Minha primeira tarefa foi reunir, de maneira desordenada, tudo o que estava na minha cabeça. Escrevi frases soltas, opiniões, lembranças do jogo, críticas ao excesso de marketing no futebol brasileiro, a figura de Messi aos 39 anos, a virada do placar, a relação entre a Copa do Mundo e a sociedade brasileira e até referências culturais, como a música "Que País É Este?", da Legião Urbana. Nada estava organizado. Era apenas um fluxo de pensamentos.
Em seguida, pedi à inteligência artificial que organizasse essas ideias em forma de crônica. O primeiro resultado, porém, não me agradou. Achei que o texto havia perdido justamente aquilo que considero essencial em uma boa crônica: períodos mais longos, um ritmo mais reflexivo e, principalmente, o impacto emocional da virada da Argentina, que era o verdadeiro ponto de partida da reflexão.
Então comecei a orientar a IA de forma mais específica. Em vez de aceitar a primeira versão, fui refinando os comandos. Pedi que o texto tivesse um tom opinativo, agradável e convidasse o leitor à reflexão; solicitei que a virada do placar fosse o eixo narrativo; critiquei o excesso de frases curtas e expliquei que gosto de uma escrita com períodos longos, em que uma ideia conduz naturalmente à outra. Também pedi que a reflexão sobre o Brasil surgisse a partir do jogo, e não o contrário.
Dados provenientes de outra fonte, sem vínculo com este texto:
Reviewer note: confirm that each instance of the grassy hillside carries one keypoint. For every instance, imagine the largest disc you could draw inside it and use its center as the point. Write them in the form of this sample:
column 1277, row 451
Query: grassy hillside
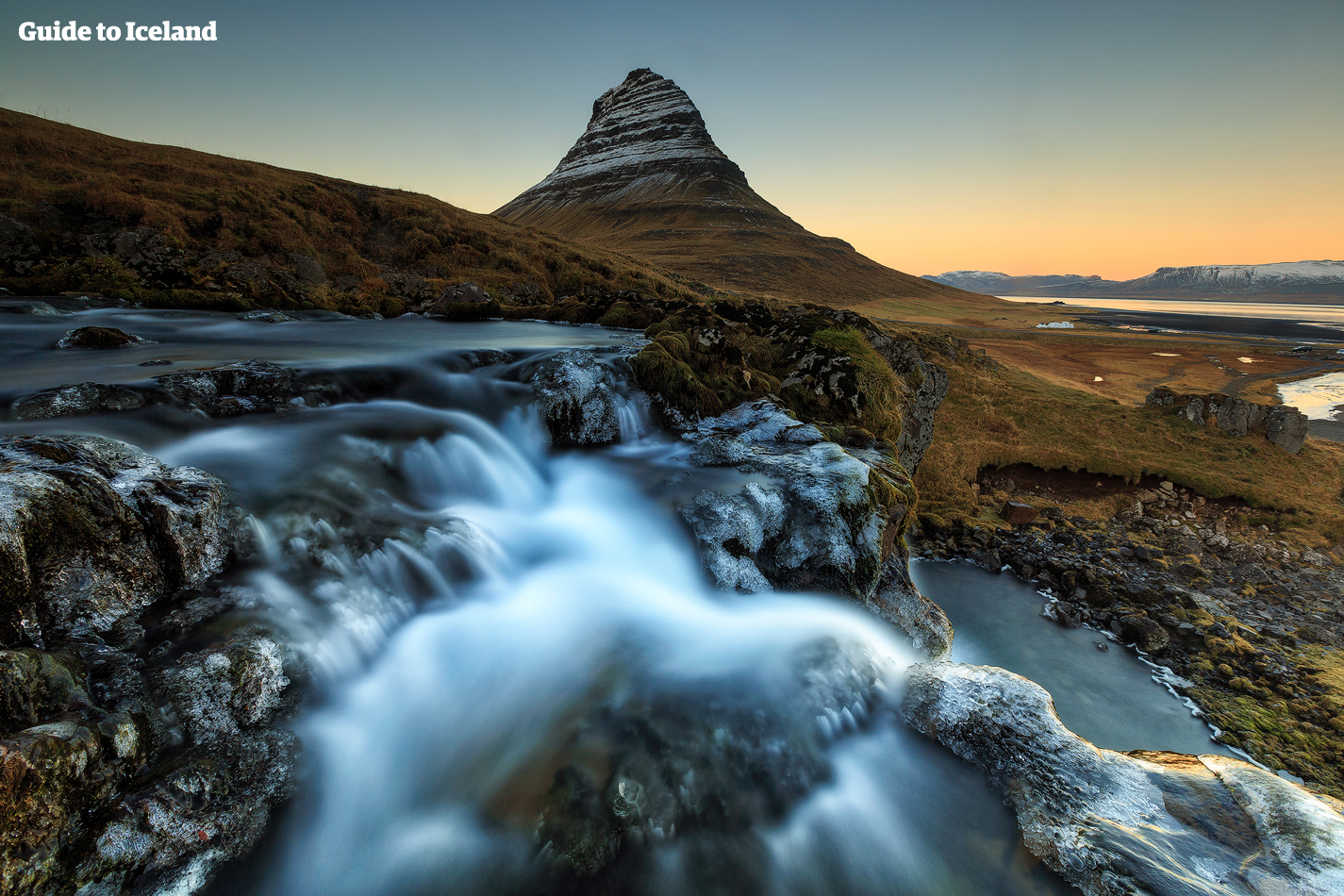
column 999, row 417
column 69, row 183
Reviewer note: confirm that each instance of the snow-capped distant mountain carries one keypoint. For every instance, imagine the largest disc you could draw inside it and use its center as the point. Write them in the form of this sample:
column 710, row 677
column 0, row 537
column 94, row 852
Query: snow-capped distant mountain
column 647, row 179
column 984, row 281
column 1281, row 278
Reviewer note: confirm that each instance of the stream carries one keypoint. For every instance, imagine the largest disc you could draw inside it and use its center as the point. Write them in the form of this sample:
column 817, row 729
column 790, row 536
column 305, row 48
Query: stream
column 477, row 620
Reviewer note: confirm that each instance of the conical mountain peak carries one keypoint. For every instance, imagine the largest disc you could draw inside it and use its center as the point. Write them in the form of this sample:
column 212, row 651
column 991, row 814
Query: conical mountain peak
column 644, row 139
column 647, row 179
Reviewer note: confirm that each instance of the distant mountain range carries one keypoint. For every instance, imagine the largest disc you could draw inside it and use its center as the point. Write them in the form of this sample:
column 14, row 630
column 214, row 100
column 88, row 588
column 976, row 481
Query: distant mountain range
column 1283, row 278
column 647, row 179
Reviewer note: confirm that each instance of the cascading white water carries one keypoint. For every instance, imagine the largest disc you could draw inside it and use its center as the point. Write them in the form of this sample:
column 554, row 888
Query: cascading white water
column 432, row 769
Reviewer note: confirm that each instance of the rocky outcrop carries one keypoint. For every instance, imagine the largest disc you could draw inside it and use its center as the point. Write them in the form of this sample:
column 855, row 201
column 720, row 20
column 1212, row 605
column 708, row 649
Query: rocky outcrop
column 827, row 518
column 268, row 317
column 1283, row 426
column 76, row 401
column 898, row 601
column 123, row 774
column 575, row 399
column 1140, row 822
column 923, row 386
column 242, row 387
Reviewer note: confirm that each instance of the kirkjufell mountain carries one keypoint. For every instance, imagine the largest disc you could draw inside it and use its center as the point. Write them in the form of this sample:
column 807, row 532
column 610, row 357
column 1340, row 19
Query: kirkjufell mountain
column 647, row 179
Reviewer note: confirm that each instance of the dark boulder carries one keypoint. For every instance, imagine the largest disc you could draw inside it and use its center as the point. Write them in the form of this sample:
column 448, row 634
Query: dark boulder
column 1018, row 513
column 575, row 399
column 97, row 338
column 75, row 401
column 1140, row 822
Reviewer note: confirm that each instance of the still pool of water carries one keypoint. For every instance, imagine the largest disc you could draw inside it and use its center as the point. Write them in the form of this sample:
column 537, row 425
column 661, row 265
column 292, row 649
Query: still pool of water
column 484, row 605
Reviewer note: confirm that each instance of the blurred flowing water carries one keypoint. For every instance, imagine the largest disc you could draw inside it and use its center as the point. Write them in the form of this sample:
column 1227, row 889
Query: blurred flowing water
column 479, row 617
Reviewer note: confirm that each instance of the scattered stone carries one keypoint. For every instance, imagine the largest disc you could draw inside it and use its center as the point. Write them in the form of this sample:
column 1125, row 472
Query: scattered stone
column 268, row 317
column 75, row 401
column 1018, row 513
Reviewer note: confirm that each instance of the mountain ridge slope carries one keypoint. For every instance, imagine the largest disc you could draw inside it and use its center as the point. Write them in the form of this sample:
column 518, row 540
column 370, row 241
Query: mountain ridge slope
column 647, row 179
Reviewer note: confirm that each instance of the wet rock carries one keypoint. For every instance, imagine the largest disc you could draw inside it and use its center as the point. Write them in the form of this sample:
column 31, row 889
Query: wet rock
column 1141, row 822
column 249, row 277
column 268, row 317
column 827, row 519
column 30, row 307
column 75, row 401
column 224, row 689
column 236, row 389
column 1144, row 633
column 308, row 270
column 208, row 806
column 658, row 766
column 575, row 399
column 97, row 338
column 91, row 531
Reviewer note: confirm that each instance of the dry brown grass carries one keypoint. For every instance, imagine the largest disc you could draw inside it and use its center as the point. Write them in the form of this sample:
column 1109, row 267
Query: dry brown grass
column 205, row 202
column 1004, row 417
column 1129, row 368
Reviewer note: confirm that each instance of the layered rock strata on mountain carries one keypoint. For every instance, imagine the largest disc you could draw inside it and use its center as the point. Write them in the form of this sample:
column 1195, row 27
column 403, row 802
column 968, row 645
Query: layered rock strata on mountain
column 828, row 518
column 123, row 772
column 1284, row 426
column 645, row 142
column 645, row 177
column 228, row 390
column 1138, row 822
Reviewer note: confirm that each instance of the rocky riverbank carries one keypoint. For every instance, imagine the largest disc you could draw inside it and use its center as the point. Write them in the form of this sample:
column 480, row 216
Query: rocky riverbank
column 128, row 762
column 1252, row 627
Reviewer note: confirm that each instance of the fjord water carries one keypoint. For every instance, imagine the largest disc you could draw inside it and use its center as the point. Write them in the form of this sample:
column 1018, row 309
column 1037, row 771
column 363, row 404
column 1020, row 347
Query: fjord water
column 470, row 606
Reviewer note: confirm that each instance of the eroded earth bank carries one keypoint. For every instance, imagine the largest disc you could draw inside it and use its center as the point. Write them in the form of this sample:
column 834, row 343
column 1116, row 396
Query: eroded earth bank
column 533, row 608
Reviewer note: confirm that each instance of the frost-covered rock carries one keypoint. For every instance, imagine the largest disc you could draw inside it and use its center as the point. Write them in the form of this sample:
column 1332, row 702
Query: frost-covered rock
column 227, row 688
column 575, row 399
column 268, row 317
column 1142, row 822
column 825, row 518
column 210, row 806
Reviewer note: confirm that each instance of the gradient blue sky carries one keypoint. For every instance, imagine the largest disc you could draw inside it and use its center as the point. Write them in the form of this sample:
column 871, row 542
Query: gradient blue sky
column 1025, row 137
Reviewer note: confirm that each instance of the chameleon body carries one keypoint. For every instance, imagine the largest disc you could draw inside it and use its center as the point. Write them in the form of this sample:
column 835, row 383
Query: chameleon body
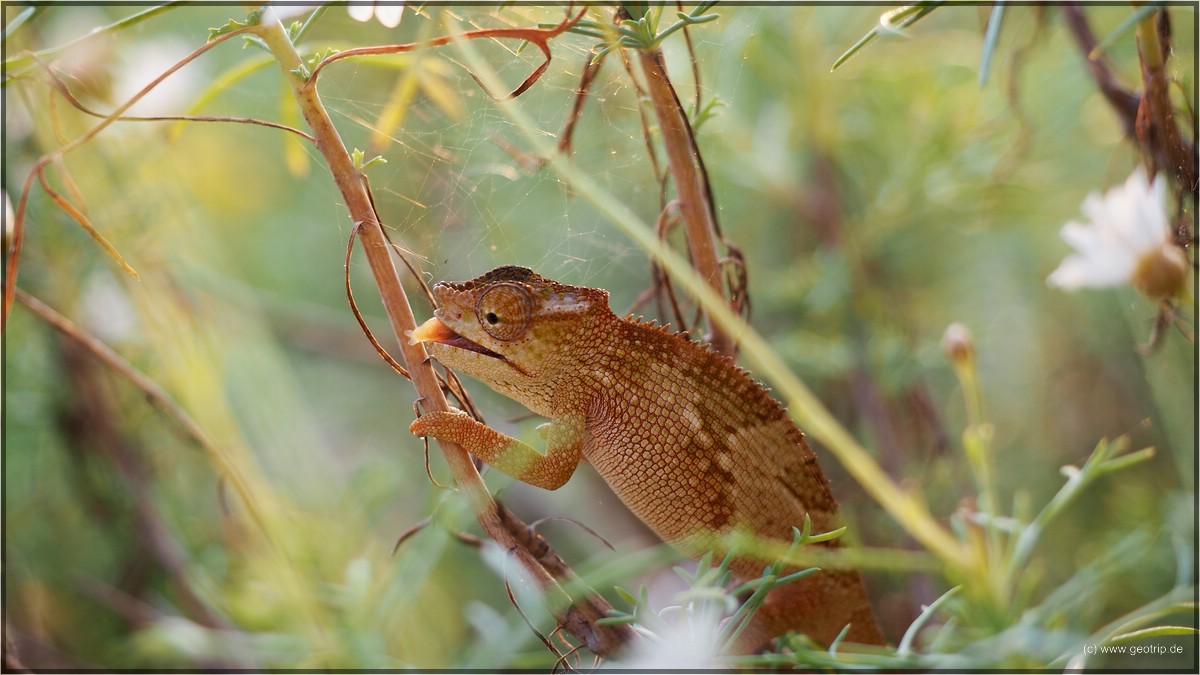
column 687, row 440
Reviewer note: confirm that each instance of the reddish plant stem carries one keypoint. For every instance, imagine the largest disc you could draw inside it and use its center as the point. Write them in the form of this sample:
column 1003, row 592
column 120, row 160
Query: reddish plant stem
column 694, row 203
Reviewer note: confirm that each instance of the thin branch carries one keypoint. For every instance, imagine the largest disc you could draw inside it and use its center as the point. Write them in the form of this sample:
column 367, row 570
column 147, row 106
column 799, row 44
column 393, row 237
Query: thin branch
column 580, row 617
column 537, row 36
column 1125, row 102
column 690, row 184
column 18, row 226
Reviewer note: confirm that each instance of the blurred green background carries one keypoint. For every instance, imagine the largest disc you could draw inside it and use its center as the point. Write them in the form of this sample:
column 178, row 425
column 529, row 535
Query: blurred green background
column 875, row 205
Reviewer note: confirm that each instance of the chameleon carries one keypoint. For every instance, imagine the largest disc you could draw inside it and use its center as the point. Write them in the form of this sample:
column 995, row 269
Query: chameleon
column 687, row 440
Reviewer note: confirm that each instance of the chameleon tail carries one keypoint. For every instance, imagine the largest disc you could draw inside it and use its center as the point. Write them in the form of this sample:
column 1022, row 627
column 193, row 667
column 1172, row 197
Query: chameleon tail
column 820, row 607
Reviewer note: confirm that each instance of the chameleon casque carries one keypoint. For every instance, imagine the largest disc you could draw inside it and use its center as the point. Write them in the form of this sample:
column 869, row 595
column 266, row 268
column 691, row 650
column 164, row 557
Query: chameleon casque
column 685, row 438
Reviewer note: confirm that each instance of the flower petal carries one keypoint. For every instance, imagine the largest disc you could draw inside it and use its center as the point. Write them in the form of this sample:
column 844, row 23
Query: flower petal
column 389, row 15
column 360, row 12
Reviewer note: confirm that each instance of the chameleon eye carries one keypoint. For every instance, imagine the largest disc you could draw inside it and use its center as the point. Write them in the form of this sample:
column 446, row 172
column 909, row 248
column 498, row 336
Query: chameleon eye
column 504, row 311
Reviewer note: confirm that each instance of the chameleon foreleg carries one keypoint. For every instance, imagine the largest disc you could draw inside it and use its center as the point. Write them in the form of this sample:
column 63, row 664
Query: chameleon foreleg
column 564, row 441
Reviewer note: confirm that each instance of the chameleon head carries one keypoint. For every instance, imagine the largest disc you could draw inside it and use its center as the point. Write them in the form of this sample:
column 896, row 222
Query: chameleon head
column 508, row 326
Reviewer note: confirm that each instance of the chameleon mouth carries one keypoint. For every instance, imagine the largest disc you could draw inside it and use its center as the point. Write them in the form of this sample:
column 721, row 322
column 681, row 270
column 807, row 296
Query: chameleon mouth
column 435, row 330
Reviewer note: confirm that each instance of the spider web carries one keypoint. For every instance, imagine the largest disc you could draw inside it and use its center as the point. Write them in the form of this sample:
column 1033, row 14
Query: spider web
column 465, row 192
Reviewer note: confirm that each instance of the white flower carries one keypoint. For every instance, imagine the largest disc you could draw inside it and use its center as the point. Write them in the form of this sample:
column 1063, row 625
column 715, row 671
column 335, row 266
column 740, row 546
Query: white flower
column 389, row 13
column 1128, row 240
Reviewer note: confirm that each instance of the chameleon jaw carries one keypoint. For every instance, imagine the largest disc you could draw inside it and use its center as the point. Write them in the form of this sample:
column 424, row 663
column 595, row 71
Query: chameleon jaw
column 435, row 330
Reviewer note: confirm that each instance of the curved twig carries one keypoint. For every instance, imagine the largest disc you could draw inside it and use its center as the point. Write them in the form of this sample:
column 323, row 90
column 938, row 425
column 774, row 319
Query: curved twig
column 537, row 36
column 18, row 226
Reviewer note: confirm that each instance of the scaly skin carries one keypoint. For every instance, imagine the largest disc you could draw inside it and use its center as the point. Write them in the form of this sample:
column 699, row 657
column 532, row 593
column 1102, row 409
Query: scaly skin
column 688, row 441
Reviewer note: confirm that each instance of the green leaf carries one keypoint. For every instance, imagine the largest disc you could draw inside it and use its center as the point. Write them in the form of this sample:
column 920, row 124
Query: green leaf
column 1140, row 15
column 22, row 19
column 252, row 18
column 910, row 635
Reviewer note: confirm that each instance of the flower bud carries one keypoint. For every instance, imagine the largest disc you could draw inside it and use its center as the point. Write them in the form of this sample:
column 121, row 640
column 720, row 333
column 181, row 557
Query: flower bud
column 957, row 344
column 1162, row 273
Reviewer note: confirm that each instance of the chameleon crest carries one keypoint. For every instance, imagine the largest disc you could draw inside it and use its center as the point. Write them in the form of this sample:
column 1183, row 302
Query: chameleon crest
column 689, row 442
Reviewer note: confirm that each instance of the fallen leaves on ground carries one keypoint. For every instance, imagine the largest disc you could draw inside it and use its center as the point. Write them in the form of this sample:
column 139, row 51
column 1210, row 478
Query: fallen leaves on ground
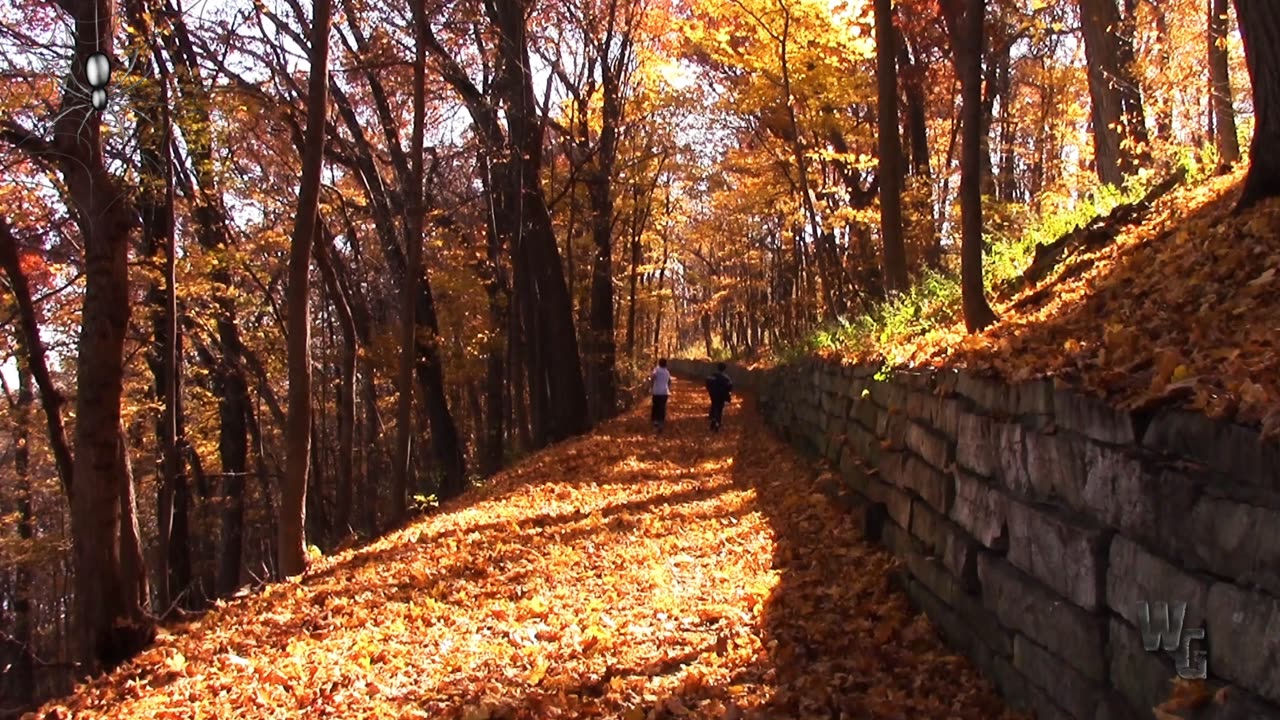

A cada nova versão, o texto era reescrito, discutido e ajustado. Algumas passagens foram descartadas; outras nasceram de observações que fiz durante esse diálogo. A inteligência artificial não viveu a emoção da partida, não teve as impressões que tive diante da televisão e não formulou, por conta própria, a crítica social presente na crônica. Seu papel foi semelhante ao de um editor: organizar ideias, sugerir construções e oferecer alternativas de escrita, sempre sob minha orientação.
O resultado final é fruto dessa colaboração. A emoção, a interpretação e a opinião são minhas. A inteligência artificial foi utilizada como uma ferramenta de lapidação do texto, assim como um escritor pode recorrer a um revisor, a um editor ou a um colega de profissão para aperfeiçoar sua escrita.
Talvez essa seja a melhor maneira de compreender o papel da IA na produção literária contemporânea: ela não substitui a experiência humana, mas pode ajudar a dar forma às ideias de quem tem algo a dizer.